Après avoir constaté en 2001, à leur grande surprise, la haine qu’une grande partie des populations arabo-musulmanes leur vouaient, les Etats-Unis décédaient de reconsidérer leur position orthodoxe contraire à l’arrivée des islamistes au pouvoir dans les Etats arabes. Cette mue diplomatique de la Maison blanche a été opérée suite à des études effectuées pour comprendre les racines de cette détestation.      
Selon l’analyse de ce groupe de spécialistes, ce changement de peau circonstanciel est fait, bien entendu,  sous un ensemble de conditions, à savoir que les régimes islamistes devaient « s’engager à renoncer  au terrorisme, reconnaitre l’Etat d’Israël, s’insérer dans l’économie libérale mondialisée et favoriser les entreprises américaines  sur les marchés locaux.»     
Les auteurs du livre « la face cachée des révolutions arabes », ont résumé la nouvelle position de l’administration américaines dans la façon suivante : «si les arabes veulent vivre sous des régimes islamiques, eh bien aidons les à le faire, si cela favorise notre sécurité et notre business.» 

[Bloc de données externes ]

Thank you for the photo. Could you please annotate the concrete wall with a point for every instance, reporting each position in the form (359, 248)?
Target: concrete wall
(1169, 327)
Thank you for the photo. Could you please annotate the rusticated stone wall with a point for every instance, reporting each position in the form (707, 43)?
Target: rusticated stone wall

Cela signifie en clair : «à eux la charia, à nous le pétrole.»  Washington souhaite également le maintien «du rôle des militaires dans les sociétés arabes», en l’aidant, selon la même source, à évoluer vers « un rôle à la turque», c’est-à-dire qu’elles n’occupent pas le pouvoir, sauf cas de force majeure, mais qu’elles »soient les garantes de la stabilité dans  leur pays contre l’islamisme. » 
Les analystes des nouvelles cartes de la politique étrangère de la Maison blanche, estiment enfin que l’intérêt de cette stratégie en phase d’expérimentation au monde arabe  se trouvait renforcé par la crise économique de la fin des années 2000, c’est-à-dire que Washington était contraint de relancer à tout prix la croissance de son économie et de réduire la compétitivité de ses concurrents, principalement européens.    
A cela s’ajoute la course redoutable au contrôle des ressources pétrolière du Moyen-Orient, devenu une nécessité absolue  dans un contexte géopolitique fort marqué par une rivalité stratégique  qui s’affirme chaque jour davantage avec la Chine.
Cela conduit à dire donc que la nouvelle politique américaine de réconciliation inaugurée avec les forces politiques islamistes se repose essentiellement sur le principe de «l’utile à l’agréable».
C’est-à-dire  que cette ouverture pragmatique sur les adversaires  d’hier permettrait,  d’une part, «d’acclimater » les islamistes au monde moderne par l’exercice du pouvoir, et, d’autre part, de protéger les intérêts vitaux américains contre les attaques des groupes islamiques.